Hay intérpretes en los que la técnica dramática subsiste velada tras sus cuerpos, como si no existiera, o tal vez carecen efectivamente de ella y todo su trabajo consiste en una poética de la presencia que explota sabiamente su fotogenia en la imagen. No es el caso de Amalric, quien más bien subraya su condición de actor, hace visibles ante nosotros sus recursos: su manera de fumar para puntuar sus reacciones, su control sobre las inflexiones de voz, su mirada perdida y nerviosa que parece querer traspasar lo que mira… Es algo que va como anillo al dedo al cine de Desplechin, sembrado de reminiscencias cinéfilas y literarias, ficciones donde es oportuno y pertinente que se haga visible la teatralidad, la puesta en escena. Pero ese tipo de transparencia es mucho más explícita en el film de otro cineasta que atesora también un tour de force de Amalric: en La Venus de las pieles (La Vénus à la fourrure, 2013), es un director teatral que acaba haciendo de intérprete en la puesta en escena de su propia vida a lo largo de un ensayo que deviene representación. Un personaje que, además, nos hace pensar explícitamente en el realizador del film, Roman Polanski: Amalric prácticamente comparece caracterizado como el director de Repulsión (Repulsion, 1965), amén de sostener un duelo profesional —y, a la postre, vital— con la protagonista, que encarna portentosamente Emmanuelle Seigner, esposa y musa del director desde los años ochenta. Amalric evoluciona de uno de sus registros habituales a otro: del intelectual malhumorado al ser profundamente desestabilizado. Véase por ejemplo su estado de turbación cuando coloca las botas a Seigner, una vez ya asumidos los roles de dominado y dominadora, en el último tramo de la película (adaptación, por cierto, de la pieza teatral de David Ives inspirada, a su vez, en el texto de Leopold von Sacher-Masoch); cómo no pensar una vez más en Humbert Humbert, pintando las uñas de los pies de Dolores Haze. La turbia fragilidad de Amalric se convierte en una de las fuerzas motrices del film, en un elemento creador de una importancia central en una puesta en escena que parece estremecerse como su protagonista, como si ambos se desnudaran desarmados ante nuestros ojos.

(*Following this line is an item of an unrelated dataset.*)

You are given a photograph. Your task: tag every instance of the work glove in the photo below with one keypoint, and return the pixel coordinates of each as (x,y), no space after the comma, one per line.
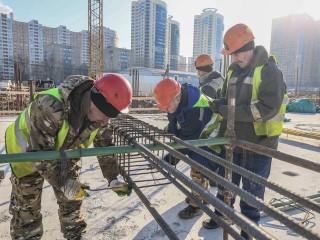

El propio Amalric ha incidido en el diálogo con el arte dramático, en la transparencia de la puesta en escena y en los ecos de la vida real en la imagen cinematográfica cuando se ha puesto tras la cámara: véase la troupe hedonista de Tournée (2010) cuya harmonía en el caos parece una declaración de principios por parte de su autor; o véase su briosa adaptación de L’Illusion comique (2010), que parece querer maridar el texto de Pierre Corneille con la forma de un film policiaco, género al que volverá para adaptar a Georges Simenon en El cuarto azul (La Chambre bleue, 2014). Son realizaciones muy notables aunque, quizás, su logro mayor hasta ahora como realizador haya sido Barbara (2017), donde parece hacer suyo el mismo juego entre cine y vida real de La venus de las pieles o, más bien, el de Opening Night (1977), de John Cassavetes. Partiendo de la figura de la cantante, que es encarnada por la antigua pareja de Amalric, Jeanne Balibar, Barbara deviene un film extraña y originalmente teatralizante entregado a la ruptura de la cuarta pared. “No se trataba de filmar a Barbara, sino de filmar a una actriz que interpretaba a Barbara”, explica en la entrevista que publicó Caimán. Cuadernos de Cine en abril de 2018 (número 121), donde también afirma, hablando de la protagonista: “Este film es también un documental sobre ella: vemos a una cantante en pleno trabajo, Barbara, pero igualmente el trabajo de una actriz, Balibar. (…) Esa mentira compartida con el espectador que es el cine, algo tan sensual, debía provocarme el deseo de filmar todo eso. Y lo hizo”. Fijémonos también en que, cuando Amalric se dirige a sí mismo, le gusta cultivar ese personaje algo brusco y gruñón, a veces estrafalario, que de alguna manera recorre la mayoría de sus interpretaciones.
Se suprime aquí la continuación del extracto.